Public Debt And Current Account Deficits, Part 2

This is a continuation of a recent post at this blog, Public Debt And Current Account Deficits, in which I argued that the current account balance of payments affects the public debt.

A usual objection to the connection is that the two deficits—current account deficit and the budget deficit—although connected by an identity, don’t move together and in fact move in the opposite direction frequently. This point was raised by the blog Econbrower, yesterday.

The identity in question is:

NL = DEF + CAB

where, NL is the private sector net lending, DEF is the government’s deficit and CAB is the current account balance of payments (and is to a zeroth order approximation, exports less imports).

This is not a behavioural hypothesis but still a useful tool to build a narrative. Also, the causality connecting the identities is domestic demand and output at home and abroad.

Imagine, initially that NL is a small positive relative to GDP (for example, NL/GDP = 2%), Also remember that,

NL = Private Income − Private Expenditure

Now assume that private expenditure rises relative to private income. This will lead to higher GDP, a higher national income and a rise in imports because of income effects and hence a lower CAB. It will also lead to higher taxes because of higher income and hence will reduce the budget deficit, DEF, ceteris paribus.

So if the current account balance is in deficit, it would mean that the budget deficit and the current account deficit move in opposite directions.
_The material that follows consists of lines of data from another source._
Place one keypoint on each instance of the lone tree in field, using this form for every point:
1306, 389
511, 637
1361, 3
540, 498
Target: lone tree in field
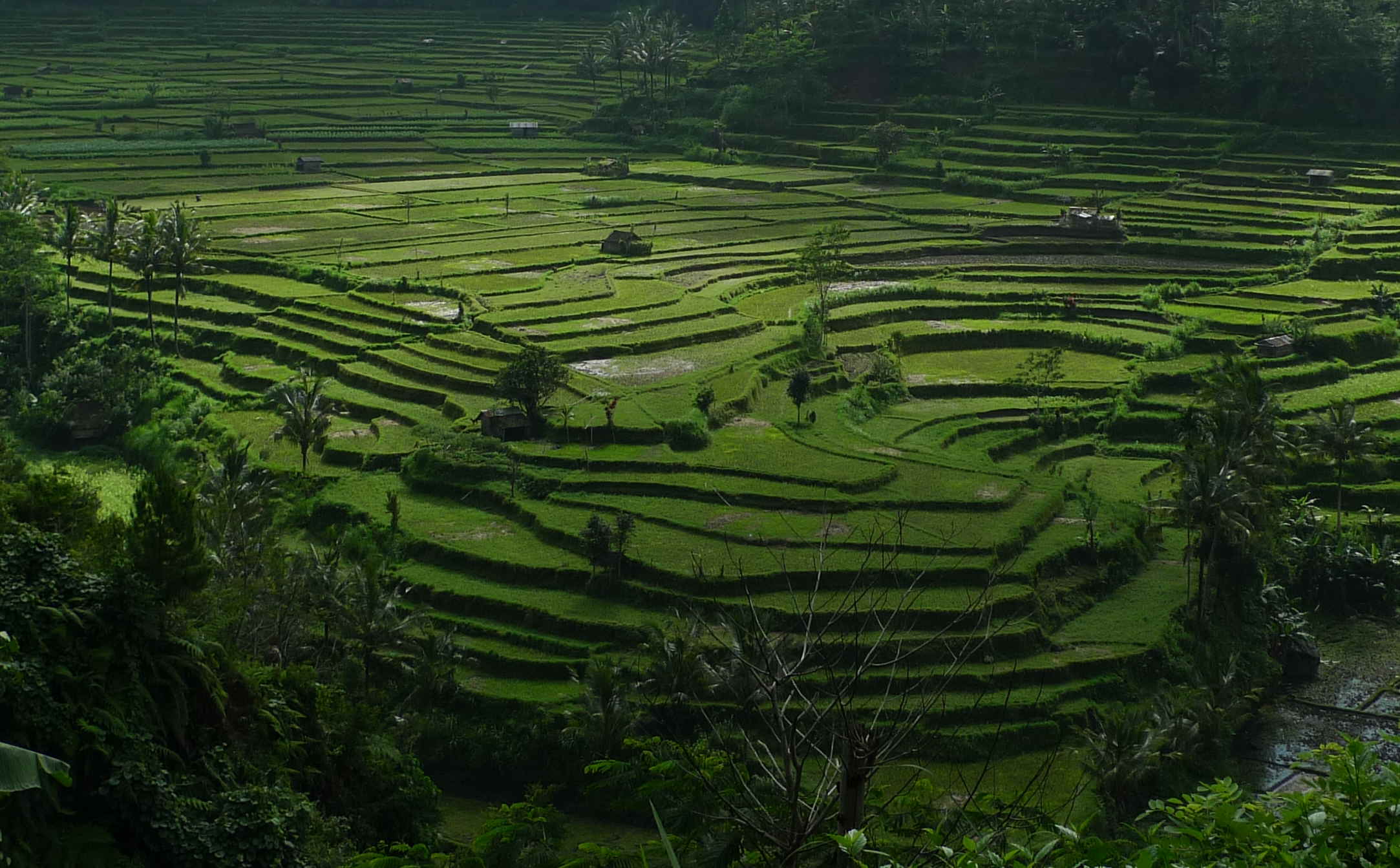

That’s the theoretical basis for the empirical relationship. But that in itself isn’t the whole story. This is because the other balance—net lending, NL—has a life of its own. As is the case in the United States and several western countries, it turned negative once or twice in the 1990s the 2000s, and when the private sector’s debt rose, it made a sharp U-turn into the positive territory. The blue line in this graph:

Click the graph to see it on FRED.

So, if net lending reverts to its mean of staying positive, one can then conclude that the cumulative budget deficit, or the public debt is affected by cumulative current account deficits.

At any rate, the public debt shouldn’t be the main object of study. What’s more important is the international investment position. And it’s an identity that:

NIIP = cumulative CAB + Revaluations

where, NIIP, is the net international investment position.
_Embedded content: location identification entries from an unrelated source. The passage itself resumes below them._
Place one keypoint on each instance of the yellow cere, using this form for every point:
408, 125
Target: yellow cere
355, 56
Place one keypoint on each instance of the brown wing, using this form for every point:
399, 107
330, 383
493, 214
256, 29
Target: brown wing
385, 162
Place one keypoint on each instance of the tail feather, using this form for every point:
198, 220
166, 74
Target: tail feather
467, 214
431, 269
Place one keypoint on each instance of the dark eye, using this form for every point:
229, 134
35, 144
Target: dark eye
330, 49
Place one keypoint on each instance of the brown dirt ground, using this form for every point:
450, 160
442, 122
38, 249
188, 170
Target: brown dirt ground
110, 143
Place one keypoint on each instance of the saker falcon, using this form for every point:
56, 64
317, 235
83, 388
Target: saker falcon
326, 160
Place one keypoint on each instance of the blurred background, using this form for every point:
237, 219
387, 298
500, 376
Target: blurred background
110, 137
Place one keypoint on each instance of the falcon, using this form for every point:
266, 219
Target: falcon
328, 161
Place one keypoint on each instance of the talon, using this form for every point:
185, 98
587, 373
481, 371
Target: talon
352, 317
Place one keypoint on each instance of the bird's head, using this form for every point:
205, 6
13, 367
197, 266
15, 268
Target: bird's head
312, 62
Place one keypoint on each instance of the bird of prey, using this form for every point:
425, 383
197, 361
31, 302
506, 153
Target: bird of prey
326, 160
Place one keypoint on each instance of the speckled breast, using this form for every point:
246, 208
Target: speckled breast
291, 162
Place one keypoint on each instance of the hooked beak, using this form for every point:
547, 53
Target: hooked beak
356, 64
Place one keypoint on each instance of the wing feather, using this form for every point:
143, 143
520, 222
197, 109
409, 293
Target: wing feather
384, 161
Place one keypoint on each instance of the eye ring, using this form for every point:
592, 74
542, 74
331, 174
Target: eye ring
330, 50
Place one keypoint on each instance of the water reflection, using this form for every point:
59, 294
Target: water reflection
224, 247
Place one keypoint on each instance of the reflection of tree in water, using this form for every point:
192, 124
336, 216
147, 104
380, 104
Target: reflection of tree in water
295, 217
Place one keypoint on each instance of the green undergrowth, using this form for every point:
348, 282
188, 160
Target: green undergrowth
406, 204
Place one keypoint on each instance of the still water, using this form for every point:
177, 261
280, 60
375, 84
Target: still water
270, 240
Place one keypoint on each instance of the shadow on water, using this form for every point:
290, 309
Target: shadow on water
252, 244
A nation which runs current account deficits can become indebted to the rest of the world. IIP is the position of assets and liabilities of resident sectors of a nation. So, the net debt (the negative of NIIP) is the nation’s debt.

The above linked Econbrowser post brings in the complication of revaluations to deny the relationship between CAB and NIIP. But revaluations can’t save you for long.

In short, both public debt and NIIP depend on current account deficits.

Finally a weak analogy: if you play in the rain, you might enjoy it as well. But then if you get sick, you can’t say, “I felt so good playing in rains, so playing in the rain didn’t make me sick”. Saying the two deficits (current account and budget) move in opposite directions is an argument like that.